The top 12 senatorial candidates are film actor/producer/director Robin Padilla, 70,120; former journalist/Antique Representative Loren Legarda, 63,710; former Duterte Administration Public Works and Highways Secretary Mark Villar, 56,600; human rights lawyer/former Duterte presidential spokesperson Harry Roque, 49,077; lawyer Larry Gadon, 48,751; Macapagal-Arroyo Administration National Defence Secretary Gilbert Teodoro, 47,137; Sorsogon Governor Francis Escudero, 46,083; incumbent Senator Juan Miguel Zubiri, 43,540; veteran broadcast journalist/multi-media personality Raffy Tulfo, 42,803; former actor/former Quezon City Mayor Herbert Bautista, 41,624; former Duterte Chief Legal Counsel Salvador Panelo, 39,729; and former Duterte Administration Foreign Affairs Secretary/incumbent Taguig-Pateros Representative Alan Peter Cayetano, 38,255.
Among the top 10 shortlisted for the landmark “Aster Guardians Global Nursing Awards” of the UAE homegrown Aster DM Healthcare, visiting Francis Michael Fernando, of the North East London National Health Service Foundation Trust in the UK, who comes from a lineage of medical/ healthcare specialists in Nueva Ecija, Philippines and from the sidelines of the ceremonies on Thursday, volunteered that Filipinos worldwide, ought to accept the majority decision of the Filipino voters and support the incoming administration. In the UK for the past 21 years where a son is into medical studies while another is contemplating to take up a Psychology course in another university, Fernando has been in the forefront of the Filipino nurses association in the UK as he espouses “for the rights, equalities, the physical and mental well-being, improvement in the work-life balance, opportunities for career progression and promotion of positive images of nurses globally.”

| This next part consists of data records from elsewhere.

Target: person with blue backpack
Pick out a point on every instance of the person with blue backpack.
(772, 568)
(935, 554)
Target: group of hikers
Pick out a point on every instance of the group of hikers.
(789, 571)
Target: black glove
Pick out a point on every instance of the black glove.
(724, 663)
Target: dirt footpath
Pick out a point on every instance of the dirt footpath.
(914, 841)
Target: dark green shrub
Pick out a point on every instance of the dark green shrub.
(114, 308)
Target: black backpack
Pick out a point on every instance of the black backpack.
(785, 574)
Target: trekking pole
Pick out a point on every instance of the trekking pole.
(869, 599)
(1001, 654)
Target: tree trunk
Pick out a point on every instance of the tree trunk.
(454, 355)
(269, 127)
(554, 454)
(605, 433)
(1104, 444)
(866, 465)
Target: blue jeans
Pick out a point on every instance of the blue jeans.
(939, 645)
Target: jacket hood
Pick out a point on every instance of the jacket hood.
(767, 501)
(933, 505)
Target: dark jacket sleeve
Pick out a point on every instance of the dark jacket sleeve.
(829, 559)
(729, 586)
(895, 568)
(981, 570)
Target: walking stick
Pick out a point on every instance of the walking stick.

A professor in the UAE for the past 12 years and 17 years at the premier Philippine Military Academy teaching Psychology, Social Psychology, Sociology, Anthropology, History, Educational Assessment, and Educational Psychology, Dr. Djonde Frega Antiado, said: “Numerous research conducted show that people tend to trust and vote for candidates who run a positive and clean campaign. Negativity begets negativity. Politicians and would-be politicians alike should take notice of this. If a presidential aspirant used negative campaigning and wins, he or she will have to exert more effort to break polarization and disunity or undo the effects of negative campaigning.”
Canadian University Dubai-Faculty of Management professor Dr. Rommel Sergio said “the way forward” to the consequences of the highly divisive presidential campaigning is “healing. After all, the venting out on social media and tedious street march, among other ways and means, issues will subside and fade off. Support that must be accorded to all the elected officials will afloat.”